Does it feel like the bathroom renovation is creeping along? That's probably because it is. Slowly, slowly, inching towards completion. We've been at it for months, one weekend at a time.
We recently started the shower stall. The framing is in and the plumbing is installed.
Next up is the shower floor. Building a custom shower stall is a long and tedious process with many steps. Twenty six steps, actually, according to the Home Depot Plumbing book, with many broad, sweeping steps like "prepare the floor" or "tile the walls". Fully half of them are about water impermeability; redundant moisture barriers to keep the water in the shower.
The first step of the shower floor is to get the drain installed. Check.

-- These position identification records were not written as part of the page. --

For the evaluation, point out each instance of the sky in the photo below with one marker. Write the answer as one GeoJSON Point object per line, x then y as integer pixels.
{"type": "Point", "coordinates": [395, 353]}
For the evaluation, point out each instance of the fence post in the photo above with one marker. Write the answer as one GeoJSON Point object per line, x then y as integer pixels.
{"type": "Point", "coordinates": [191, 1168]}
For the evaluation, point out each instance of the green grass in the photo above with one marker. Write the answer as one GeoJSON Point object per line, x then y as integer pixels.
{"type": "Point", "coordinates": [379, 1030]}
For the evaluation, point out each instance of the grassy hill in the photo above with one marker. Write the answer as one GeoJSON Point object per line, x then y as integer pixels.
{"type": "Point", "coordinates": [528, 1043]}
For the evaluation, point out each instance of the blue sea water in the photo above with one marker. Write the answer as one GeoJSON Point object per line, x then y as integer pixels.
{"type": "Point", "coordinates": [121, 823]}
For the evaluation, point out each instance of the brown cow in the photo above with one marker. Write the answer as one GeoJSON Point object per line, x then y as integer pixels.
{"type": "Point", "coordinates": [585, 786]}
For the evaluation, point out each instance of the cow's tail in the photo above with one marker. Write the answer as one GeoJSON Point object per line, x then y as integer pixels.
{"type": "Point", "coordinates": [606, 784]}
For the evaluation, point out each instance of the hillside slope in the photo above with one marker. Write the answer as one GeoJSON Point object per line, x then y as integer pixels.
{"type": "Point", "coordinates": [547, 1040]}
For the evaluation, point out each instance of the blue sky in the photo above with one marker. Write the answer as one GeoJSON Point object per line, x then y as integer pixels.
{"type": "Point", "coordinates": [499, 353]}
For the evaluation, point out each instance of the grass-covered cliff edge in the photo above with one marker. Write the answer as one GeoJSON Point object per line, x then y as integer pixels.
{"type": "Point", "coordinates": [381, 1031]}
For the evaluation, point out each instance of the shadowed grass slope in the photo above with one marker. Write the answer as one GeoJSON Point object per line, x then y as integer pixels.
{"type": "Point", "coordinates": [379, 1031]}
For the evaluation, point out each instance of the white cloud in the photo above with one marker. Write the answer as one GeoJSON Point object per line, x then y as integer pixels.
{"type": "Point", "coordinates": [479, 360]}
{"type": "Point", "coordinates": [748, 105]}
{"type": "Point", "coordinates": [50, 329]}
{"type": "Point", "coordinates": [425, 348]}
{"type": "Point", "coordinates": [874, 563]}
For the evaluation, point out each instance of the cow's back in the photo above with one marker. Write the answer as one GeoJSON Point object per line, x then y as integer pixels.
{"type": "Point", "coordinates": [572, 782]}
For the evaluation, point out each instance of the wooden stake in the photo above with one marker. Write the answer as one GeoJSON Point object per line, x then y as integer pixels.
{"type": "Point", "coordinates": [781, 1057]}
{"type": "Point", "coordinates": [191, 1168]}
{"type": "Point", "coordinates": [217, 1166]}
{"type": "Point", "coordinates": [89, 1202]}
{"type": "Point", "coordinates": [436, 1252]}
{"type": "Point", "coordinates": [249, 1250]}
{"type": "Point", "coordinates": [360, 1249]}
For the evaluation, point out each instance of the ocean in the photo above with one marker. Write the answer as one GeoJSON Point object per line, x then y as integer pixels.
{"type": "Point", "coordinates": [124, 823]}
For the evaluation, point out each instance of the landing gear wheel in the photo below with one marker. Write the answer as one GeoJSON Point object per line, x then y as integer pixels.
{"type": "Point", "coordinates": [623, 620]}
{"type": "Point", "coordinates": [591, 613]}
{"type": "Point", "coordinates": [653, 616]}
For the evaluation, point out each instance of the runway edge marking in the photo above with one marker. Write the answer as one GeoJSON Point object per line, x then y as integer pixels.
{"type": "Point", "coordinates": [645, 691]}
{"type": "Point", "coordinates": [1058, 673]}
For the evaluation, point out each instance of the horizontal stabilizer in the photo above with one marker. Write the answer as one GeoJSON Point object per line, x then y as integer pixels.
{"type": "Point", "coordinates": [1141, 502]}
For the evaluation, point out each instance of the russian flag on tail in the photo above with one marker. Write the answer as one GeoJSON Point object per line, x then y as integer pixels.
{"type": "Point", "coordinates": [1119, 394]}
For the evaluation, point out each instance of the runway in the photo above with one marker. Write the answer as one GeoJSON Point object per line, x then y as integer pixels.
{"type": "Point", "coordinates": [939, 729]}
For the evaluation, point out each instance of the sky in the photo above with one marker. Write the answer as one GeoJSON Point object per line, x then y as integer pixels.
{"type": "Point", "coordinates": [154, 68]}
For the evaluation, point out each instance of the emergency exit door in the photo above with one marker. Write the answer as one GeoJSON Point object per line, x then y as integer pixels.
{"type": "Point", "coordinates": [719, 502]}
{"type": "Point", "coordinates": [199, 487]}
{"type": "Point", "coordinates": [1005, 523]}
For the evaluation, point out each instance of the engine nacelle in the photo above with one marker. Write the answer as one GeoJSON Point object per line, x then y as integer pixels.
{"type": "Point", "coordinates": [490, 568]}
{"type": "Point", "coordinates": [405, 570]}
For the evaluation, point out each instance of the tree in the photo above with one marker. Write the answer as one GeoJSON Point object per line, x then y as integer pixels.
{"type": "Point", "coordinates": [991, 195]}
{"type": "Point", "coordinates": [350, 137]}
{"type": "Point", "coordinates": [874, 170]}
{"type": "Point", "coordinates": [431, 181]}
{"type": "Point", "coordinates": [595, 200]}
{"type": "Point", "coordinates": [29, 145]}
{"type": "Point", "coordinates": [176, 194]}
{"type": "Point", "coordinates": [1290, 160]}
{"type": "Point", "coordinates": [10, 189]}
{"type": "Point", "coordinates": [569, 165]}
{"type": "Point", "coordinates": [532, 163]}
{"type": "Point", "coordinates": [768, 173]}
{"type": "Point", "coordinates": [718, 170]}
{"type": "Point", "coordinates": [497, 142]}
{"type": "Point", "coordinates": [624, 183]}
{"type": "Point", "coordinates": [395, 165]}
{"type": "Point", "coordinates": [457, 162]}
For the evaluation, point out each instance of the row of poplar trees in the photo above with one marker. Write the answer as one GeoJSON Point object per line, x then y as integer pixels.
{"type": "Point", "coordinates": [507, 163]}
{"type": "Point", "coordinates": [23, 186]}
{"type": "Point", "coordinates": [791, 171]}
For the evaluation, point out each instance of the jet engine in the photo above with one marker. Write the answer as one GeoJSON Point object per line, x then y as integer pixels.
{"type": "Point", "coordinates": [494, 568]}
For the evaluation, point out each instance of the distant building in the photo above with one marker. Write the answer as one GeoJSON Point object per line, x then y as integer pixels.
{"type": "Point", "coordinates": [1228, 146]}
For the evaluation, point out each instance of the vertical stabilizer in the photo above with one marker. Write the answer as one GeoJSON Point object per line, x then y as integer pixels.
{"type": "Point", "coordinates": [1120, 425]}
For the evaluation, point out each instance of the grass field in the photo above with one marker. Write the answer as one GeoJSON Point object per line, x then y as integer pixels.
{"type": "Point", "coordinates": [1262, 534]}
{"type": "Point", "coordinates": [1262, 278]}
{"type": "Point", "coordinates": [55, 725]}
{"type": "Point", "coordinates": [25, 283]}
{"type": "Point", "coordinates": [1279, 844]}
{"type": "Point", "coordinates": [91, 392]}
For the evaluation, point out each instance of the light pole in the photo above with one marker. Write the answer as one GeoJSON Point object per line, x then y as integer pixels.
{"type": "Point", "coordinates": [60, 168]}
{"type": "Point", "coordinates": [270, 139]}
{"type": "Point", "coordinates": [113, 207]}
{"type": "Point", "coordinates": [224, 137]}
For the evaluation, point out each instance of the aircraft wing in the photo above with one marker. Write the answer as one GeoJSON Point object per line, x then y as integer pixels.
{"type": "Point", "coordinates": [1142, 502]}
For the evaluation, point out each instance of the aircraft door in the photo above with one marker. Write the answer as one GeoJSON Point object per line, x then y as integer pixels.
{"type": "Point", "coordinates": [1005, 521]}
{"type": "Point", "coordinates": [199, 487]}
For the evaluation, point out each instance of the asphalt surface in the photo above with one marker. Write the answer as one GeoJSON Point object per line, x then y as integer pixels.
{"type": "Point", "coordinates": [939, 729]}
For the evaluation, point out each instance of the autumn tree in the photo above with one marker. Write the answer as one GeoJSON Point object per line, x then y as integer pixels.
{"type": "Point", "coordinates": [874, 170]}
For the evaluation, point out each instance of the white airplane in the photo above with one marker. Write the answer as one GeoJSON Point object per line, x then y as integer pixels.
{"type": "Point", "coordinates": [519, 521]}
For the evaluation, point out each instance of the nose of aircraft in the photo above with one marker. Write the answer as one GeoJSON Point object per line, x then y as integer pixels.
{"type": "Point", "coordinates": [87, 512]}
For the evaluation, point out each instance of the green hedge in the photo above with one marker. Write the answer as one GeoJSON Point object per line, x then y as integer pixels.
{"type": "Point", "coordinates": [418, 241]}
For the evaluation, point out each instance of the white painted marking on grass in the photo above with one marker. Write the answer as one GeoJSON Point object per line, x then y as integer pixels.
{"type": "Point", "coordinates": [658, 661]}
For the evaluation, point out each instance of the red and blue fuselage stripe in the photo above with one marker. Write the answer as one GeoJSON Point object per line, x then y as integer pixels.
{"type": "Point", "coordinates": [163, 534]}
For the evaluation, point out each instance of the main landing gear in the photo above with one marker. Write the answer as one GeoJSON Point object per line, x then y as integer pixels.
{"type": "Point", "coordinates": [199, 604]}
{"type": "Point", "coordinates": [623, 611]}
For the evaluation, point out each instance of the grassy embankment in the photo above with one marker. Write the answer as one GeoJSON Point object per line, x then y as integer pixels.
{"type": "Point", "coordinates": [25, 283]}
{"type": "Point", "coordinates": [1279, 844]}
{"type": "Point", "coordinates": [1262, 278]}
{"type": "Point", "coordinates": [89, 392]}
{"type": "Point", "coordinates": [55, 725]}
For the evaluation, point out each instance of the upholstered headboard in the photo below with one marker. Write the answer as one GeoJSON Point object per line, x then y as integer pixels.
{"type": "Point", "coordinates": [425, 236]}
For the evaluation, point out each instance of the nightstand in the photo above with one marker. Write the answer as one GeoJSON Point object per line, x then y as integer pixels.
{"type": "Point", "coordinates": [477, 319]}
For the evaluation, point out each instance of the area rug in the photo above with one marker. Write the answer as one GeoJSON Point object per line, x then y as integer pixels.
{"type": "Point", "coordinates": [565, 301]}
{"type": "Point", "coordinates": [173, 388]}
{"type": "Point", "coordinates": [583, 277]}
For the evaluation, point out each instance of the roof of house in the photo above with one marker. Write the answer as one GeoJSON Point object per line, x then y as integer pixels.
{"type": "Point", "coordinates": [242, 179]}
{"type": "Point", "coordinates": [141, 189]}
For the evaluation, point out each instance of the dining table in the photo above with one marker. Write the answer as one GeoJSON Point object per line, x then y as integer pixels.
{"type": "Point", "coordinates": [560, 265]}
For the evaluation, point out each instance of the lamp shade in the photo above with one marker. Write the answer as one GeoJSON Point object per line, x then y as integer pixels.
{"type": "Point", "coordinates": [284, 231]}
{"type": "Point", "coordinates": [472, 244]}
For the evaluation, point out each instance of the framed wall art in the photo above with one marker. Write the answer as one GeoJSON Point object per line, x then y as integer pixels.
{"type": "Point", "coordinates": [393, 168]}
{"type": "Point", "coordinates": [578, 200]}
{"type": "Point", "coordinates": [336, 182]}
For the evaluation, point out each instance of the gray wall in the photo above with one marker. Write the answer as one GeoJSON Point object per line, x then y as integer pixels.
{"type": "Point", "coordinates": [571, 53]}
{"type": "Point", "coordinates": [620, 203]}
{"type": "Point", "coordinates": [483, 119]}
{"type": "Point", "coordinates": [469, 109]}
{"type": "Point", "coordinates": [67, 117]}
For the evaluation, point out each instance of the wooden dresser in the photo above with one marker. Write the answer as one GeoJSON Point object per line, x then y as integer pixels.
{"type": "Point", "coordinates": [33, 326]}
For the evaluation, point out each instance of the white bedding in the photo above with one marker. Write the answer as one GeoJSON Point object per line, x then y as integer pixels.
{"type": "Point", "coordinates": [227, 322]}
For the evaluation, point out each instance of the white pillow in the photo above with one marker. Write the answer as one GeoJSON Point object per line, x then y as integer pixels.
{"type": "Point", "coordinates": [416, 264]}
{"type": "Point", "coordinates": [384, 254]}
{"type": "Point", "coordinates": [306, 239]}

Next you need to mark the shower stall for level. You want the floor to slope up as you move away from the drain so that water is funneled into the drain. Makes sense. It makes sense as long as you have a relatively level floor to begin with. The floor in the cottage bathroom happens to slope 2" over 4 ft. *face palm*
This is me marking "level" around the shower base; the point at which the shower floor is level with the drain. Please note: this was impossible on the left hand side because the wall was already above level on that side.
Once you mark level around the shower, you go around again and mark the finished height of the mortar bed; this will be raised 1/4" from level for every 1 ft you travel from the drain. For my 4-ft.-wide shower with the drain in the centre, we travel 2 ft. from the drain to the wall, so I added half an inch. Now that I think about it, I only needed to add 3/8ths of an inch on the front-to-back slope, but I think I marked it for 1/2 an inch all around. I hope the shower-base police aren't reading this! That 1/8th of an inch will make a huge difference. Not.
So, once level is marked and you've added another mark for the finished height of the mortar bed, it's time to start making snow balls. Mortar balls. When you mix up your Sand Mix concrete (Sacrete Sand Mix), at this stage it's called a dry pack. There should only be enough moisture in the concrete to enable you to form balls of concrete in your hands - like a snowball. Pack-y, but not wet. Make sense?
Dump the dry pack into the shower base and commence screeding.
The captain's new favourite word: Screed. That and slake. Screed and Slake. Slake and Screed.
We needed to add one-and-a-half inches of concrete on the right-hand side just to bring the floor height up to the right level.
We had not factored this into our Sand Mix calculations, and we ran out on the left-hand side of the shower. Dangit. Please thank the captain for this charming picture of my butt. Thanks.
Fortunately this is the side of the shower that's already above level, so the overall grade still slopes down to the drain. We had hoped to put a 1/4" token layer of dry pack here, but there just wasn't enough. As best as I could, I tapered the dry pack off to nothing. It's pretty coarse stuff, though so it wasn't without a bit of a lip. *bites knuckle* I'm hoping I can bodge the rest at the next level.
Why, why, why isn't there a Despot on the island?